Question

Batch-resolved visualization after RUVg normalization?

0

Entering edit mode

ctlong • 0

@58139fde

Last seen 1 day ago

Macao

Hi,

I am currently following the RUVseq vignette to perform RUVg normalization and to identify potential unwanted variation in my dataset. My RLE plot before and after RUVg normalization suggests that the unwanted variations have been addressed. However, I have now stumbled upon the question about what really are the RUVg normalized counts stored in object@assayData$normalizedCounts, and what types of exploratory analyses can I perform with it as input? Based on my understanding (I might be wrong), the RUVg normalized counts are obtained by regressing the original counts on the unwanted factors. So how different are these normalized counts compared with upperquartile normalization, and if these are essentially raw counts regressed on unwanted variation, why aren't they suitable as input for DE analysis?

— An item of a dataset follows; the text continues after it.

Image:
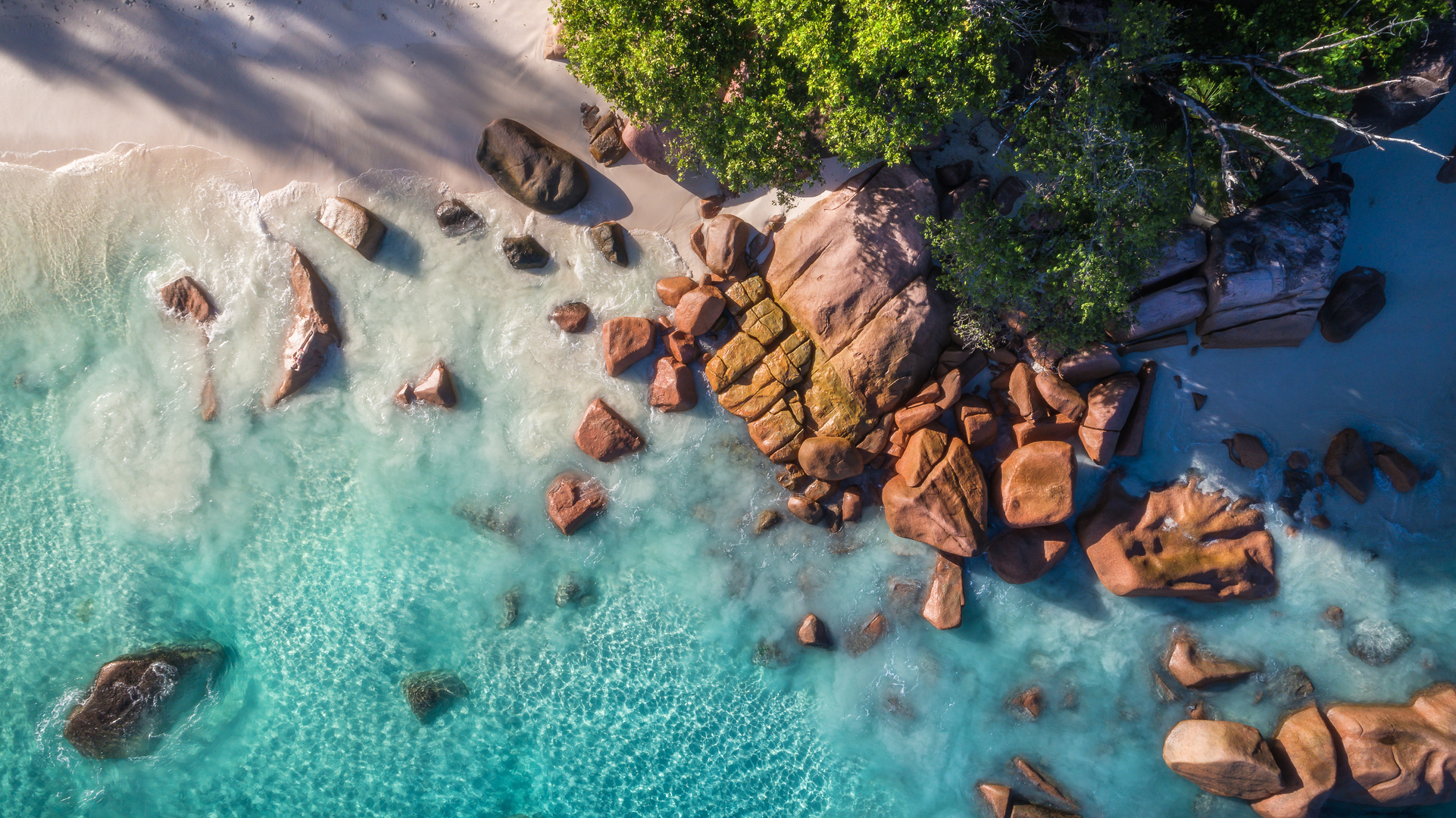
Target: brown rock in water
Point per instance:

Furthermore, I would like to manually draw my own batch-resolved PCA and perform hierarchical clustering after RUVg normalization. With this, should I use object@assayData$normalizedCounts as input, or is there anyway to do this with the unwanted variation identified by RUVg. I think VST normalization of raw counts from DESeq2 does a really nice job in performing these types of visualizations. In this case, does using the RUVg normalized counts as input serve the same purpose on generating batch-resolved visualizations. Thanks for the help!

RUVSeq • 446 views

ADD COMMENT • link 3 months ago ctlong • 0

1

Entering edit mode

You can use removeBatchEffects from limma on the vst-transformed counts, and provide the RUV factors to removeBatchEffects via the covariates argument. This visualizes the effect of regressing these factors.

ADD REPLY • link 3 months ago ATpoint ★ 4.0k

0

Entering edit mode

Oh wow. Never thought about the combination of using both Limma and DESeq2, though it sounds technically feasible. That being said, do you have any recommended tutorials or vignettes on how to do this correctly, since I guess this procedure is quite inordinary, so probably having a guide is the safest approach.

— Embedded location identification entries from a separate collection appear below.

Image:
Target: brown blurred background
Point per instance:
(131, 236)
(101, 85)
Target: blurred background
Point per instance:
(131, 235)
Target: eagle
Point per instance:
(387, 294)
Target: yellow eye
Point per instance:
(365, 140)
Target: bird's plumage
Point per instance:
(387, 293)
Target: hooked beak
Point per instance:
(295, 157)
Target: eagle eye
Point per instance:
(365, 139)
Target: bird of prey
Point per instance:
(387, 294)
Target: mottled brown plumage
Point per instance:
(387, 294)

ADD REPLY • link 3 months ago ctlong • 0

0

Entering edit mode

It's perfectly ordinary, even the vignette mentions it:

https://bioconductor.org/packages/release/bioc/vignettes/DESeq2/inst/doc/DESeq2.html#why-after-vst-are-there-still-batches-in-the-pca-plot

ADD REPLY • link 3 months ago ATpoint ★ 4.0k

score 1 · Answer 1 · 2024-01-12

It's not clear what you mean by upperquartile normalization (unless you mean the edgeR method implemented in calcNormFactors) . Conventionally, normalization factors are estimated and then used in the GLM as offsets in order to control for library size. You can compute normalization factors based on the upperquartile, and then use as offsets, but that isn't a way of adjusting the counts.

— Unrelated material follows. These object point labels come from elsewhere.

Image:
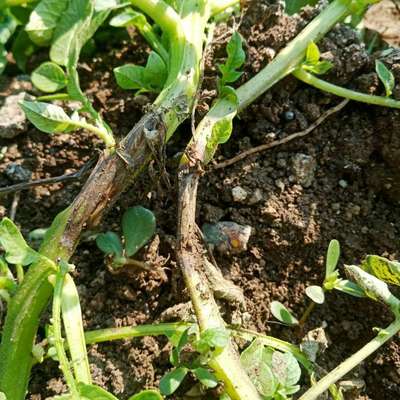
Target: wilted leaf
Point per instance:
(47, 117)
(170, 382)
(285, 368)
(316, 294)
(17, 251)
(256, 360)
(138, 226)
(386, 77)
(109, 243)
(280, 312)
(49, 77)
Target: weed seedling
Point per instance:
(138, 227)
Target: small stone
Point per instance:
(304, 167)
(12, 118)
(227, 236)
(280, 185)
(256, 197)
(18, 173)
(239, 194)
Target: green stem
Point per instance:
(57, 336)
(293, 54)
(51, 97)
(73, 326)
(312, 80)
(219, 6)
(323, 384)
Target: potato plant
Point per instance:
(176, 31)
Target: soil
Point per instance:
(352, 193)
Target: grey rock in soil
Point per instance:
(304, 167)
(227, 236)
(12, 118)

The main reason for not using adjusted counts (RUVg or any other normalization that affects the counts) is the same as for microarray analyses - you are removing variation (and thereby reducing the available degrees of freedom) without accounting for that reduction in df in your model. This is why the help page for removeBatchEffects says it's for visualization rather than for analysis. You can use the adjusted counts for plots and whatnot, but you shouldn't use for analysis. And this is what the authors of RUVSeq indicate in the section of the vignette that immediately follows the RUVg section. They use RUVg to estimate factors of unwanted variation and then include them in the design matrix. This controls for the excess variation while also correctly reducing the df of the model. I mean they say this directly:

The normalized values are stored in the normalizedCounts slot of set and can be accessed with the normCounts method. These counts should be used only for exploration. It is important that subsequent DE analysis be done on the original counts (accessible through the counts method), as removing the unwanted factors from the counts can also remove part of a factor of interest (Gagnon-Bartsch, Jacob, and Speed 2013).